Flagstar Bank parent company splits shares to boost ailing stock price

The parent company of Flagstar Bank raised its beaten-down stock price to a somewhat higher level Friday thanks to a financial facelift.

The struggling New York Community Bancorp reverse-split its stock, meaning investors who owned 1,000 shares before now hold 333, although their overall stake didn’t change. Shares traded at $11 each on the New York Stock Exchange this morning, up from about $3.50 yesterday.

NYCB, which was on the brink of failure four months ago before receiving a $1 billion private-capital infusion, said the reverse split “represents another milestone in our efforts to enhance shareholder value.”

The maneuver means the bank is no longer a “single-digit midget,” to borrow a phrase from Wall Street, and while the change is strictly cosmetic, appearances do matter.

 

“Although the stock split does not change anything fundamentally, we see a marginal benefit as some investors are barred from owning a stock if the share price sits below a certain level,” CFRA analyst Alexander Yokum said.

Yokum added NYCB still faces “outsized funding costs” and “talent attrition concerns.”

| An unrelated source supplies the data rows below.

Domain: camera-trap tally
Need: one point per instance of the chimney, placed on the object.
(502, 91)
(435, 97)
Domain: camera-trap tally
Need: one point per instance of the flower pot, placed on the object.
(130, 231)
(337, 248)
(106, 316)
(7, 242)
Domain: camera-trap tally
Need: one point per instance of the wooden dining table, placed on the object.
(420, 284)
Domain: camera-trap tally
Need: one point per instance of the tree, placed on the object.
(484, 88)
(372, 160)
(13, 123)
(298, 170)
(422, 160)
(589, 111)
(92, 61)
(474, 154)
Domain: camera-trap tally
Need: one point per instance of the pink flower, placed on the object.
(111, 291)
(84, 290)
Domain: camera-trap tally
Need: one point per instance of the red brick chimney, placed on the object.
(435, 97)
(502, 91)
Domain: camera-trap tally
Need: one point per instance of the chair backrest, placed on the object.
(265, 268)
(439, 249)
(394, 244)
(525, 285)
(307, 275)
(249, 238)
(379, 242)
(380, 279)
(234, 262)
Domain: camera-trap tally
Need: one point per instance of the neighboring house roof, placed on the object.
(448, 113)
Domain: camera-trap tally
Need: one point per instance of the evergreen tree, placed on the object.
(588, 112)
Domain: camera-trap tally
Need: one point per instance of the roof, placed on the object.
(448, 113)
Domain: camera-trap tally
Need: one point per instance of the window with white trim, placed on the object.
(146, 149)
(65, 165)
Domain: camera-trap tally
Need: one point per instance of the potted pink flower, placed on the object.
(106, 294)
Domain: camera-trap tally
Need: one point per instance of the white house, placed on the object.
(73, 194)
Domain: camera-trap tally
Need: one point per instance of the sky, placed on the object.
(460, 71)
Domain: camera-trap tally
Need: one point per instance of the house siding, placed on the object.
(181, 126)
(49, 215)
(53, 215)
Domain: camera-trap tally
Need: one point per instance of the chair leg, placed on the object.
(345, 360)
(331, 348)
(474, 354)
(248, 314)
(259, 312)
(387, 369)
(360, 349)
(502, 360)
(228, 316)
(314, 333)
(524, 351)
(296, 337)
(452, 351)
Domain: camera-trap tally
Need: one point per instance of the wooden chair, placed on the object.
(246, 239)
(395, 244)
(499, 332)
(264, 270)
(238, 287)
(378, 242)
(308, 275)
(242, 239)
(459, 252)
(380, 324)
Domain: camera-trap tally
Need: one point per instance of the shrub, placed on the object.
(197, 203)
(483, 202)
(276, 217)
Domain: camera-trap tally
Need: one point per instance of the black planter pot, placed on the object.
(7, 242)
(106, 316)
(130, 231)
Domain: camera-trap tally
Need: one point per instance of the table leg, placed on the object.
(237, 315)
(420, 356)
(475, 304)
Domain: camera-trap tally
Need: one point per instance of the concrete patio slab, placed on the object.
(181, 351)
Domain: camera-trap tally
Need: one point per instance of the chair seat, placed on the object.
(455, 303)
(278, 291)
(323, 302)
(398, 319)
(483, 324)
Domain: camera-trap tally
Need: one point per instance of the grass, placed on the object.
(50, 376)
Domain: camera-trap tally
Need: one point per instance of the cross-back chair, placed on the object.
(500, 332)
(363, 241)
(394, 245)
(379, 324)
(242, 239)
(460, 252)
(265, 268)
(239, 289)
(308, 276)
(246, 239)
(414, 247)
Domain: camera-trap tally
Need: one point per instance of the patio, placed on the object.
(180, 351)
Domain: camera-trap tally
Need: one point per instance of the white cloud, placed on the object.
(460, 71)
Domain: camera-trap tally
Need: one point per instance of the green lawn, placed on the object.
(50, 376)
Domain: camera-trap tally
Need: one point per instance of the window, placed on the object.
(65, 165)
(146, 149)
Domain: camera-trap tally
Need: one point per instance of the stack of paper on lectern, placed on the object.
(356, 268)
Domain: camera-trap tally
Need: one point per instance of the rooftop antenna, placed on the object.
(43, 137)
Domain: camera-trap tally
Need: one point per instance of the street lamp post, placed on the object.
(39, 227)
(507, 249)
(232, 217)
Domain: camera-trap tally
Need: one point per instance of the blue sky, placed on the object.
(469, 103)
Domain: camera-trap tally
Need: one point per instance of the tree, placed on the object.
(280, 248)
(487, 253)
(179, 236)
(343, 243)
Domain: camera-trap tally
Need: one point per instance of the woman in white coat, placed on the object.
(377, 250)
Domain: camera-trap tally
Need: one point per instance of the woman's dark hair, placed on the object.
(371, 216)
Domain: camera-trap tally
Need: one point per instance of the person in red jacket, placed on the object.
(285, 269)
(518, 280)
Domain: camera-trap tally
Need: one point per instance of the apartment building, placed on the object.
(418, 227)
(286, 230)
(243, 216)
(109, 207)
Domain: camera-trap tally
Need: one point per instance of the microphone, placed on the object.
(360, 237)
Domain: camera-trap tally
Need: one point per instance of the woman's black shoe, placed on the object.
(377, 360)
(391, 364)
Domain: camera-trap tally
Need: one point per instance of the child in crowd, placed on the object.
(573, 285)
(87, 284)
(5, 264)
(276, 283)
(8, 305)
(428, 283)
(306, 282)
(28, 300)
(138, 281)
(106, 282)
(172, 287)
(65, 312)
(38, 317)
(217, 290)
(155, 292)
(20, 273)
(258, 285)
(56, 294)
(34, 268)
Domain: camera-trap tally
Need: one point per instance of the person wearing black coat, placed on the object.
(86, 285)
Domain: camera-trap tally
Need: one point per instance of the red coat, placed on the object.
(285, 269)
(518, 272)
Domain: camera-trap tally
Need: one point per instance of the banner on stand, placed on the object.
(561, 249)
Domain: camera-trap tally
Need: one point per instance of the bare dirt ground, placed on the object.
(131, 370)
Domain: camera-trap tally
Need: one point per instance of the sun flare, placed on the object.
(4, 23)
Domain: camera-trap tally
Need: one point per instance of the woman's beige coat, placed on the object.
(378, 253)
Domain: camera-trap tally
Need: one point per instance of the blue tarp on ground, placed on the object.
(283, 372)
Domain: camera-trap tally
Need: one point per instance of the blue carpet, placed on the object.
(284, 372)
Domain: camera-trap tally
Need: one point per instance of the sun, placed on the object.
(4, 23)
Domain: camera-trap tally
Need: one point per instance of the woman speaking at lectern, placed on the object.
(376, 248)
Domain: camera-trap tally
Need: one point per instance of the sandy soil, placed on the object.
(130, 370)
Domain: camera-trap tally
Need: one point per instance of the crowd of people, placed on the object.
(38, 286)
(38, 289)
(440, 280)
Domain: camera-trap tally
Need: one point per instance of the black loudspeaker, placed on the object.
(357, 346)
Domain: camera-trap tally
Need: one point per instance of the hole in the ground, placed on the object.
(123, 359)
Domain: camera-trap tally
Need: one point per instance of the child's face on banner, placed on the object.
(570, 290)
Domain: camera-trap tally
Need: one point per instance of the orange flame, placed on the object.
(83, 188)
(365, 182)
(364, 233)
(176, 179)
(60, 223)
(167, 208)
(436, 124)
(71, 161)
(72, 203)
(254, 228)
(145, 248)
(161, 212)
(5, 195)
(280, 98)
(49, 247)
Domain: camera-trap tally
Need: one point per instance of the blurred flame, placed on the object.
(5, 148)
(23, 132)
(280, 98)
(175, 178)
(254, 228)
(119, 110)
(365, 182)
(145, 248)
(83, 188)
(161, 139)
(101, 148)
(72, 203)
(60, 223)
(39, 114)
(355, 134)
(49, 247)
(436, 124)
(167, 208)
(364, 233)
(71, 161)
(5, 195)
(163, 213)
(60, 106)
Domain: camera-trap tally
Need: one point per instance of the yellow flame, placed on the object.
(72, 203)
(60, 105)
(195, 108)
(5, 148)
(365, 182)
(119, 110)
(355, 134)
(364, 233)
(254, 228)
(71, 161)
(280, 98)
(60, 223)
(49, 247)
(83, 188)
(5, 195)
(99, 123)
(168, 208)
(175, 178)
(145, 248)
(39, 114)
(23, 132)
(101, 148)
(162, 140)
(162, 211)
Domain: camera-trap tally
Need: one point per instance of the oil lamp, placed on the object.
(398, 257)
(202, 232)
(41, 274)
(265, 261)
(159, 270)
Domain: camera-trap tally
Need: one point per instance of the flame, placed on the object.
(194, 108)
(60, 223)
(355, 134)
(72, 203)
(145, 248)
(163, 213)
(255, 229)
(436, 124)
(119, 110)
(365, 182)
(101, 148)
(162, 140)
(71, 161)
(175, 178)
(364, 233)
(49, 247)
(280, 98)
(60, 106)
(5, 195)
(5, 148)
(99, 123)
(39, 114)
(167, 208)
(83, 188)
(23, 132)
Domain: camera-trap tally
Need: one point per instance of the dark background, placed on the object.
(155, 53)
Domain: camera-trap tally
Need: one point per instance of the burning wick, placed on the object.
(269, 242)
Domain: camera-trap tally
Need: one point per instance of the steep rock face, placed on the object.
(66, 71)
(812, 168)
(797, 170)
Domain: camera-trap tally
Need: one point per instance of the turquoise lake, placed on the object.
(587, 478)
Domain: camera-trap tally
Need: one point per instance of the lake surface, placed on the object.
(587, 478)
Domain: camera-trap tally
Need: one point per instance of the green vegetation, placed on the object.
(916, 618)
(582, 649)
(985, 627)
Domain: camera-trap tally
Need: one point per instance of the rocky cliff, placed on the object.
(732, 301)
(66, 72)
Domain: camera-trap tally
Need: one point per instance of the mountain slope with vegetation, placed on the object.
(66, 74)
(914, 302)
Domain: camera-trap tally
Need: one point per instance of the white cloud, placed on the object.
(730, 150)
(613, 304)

Reverse splits happen when companies desperately need to raise their stock price, either to spare themselves embarrassment or to keep their shares listed on an exchange.

Citigroup did a 1-for-10 reverse-split in 2011 to lift its shares out of penny-stock territory. AIG did a 1-for-20 in 2009. WeWork did a 1-for-40 split last year, shortly before sinking into Chapter 11.

A 2008 study of more than 1,600 reverse splits over 40 years showed companies that did them underperformed their peers by 50%. Companies going down this road, researchers found, “experience poor operating performances over the four years that include and follow the year of the reverse split.”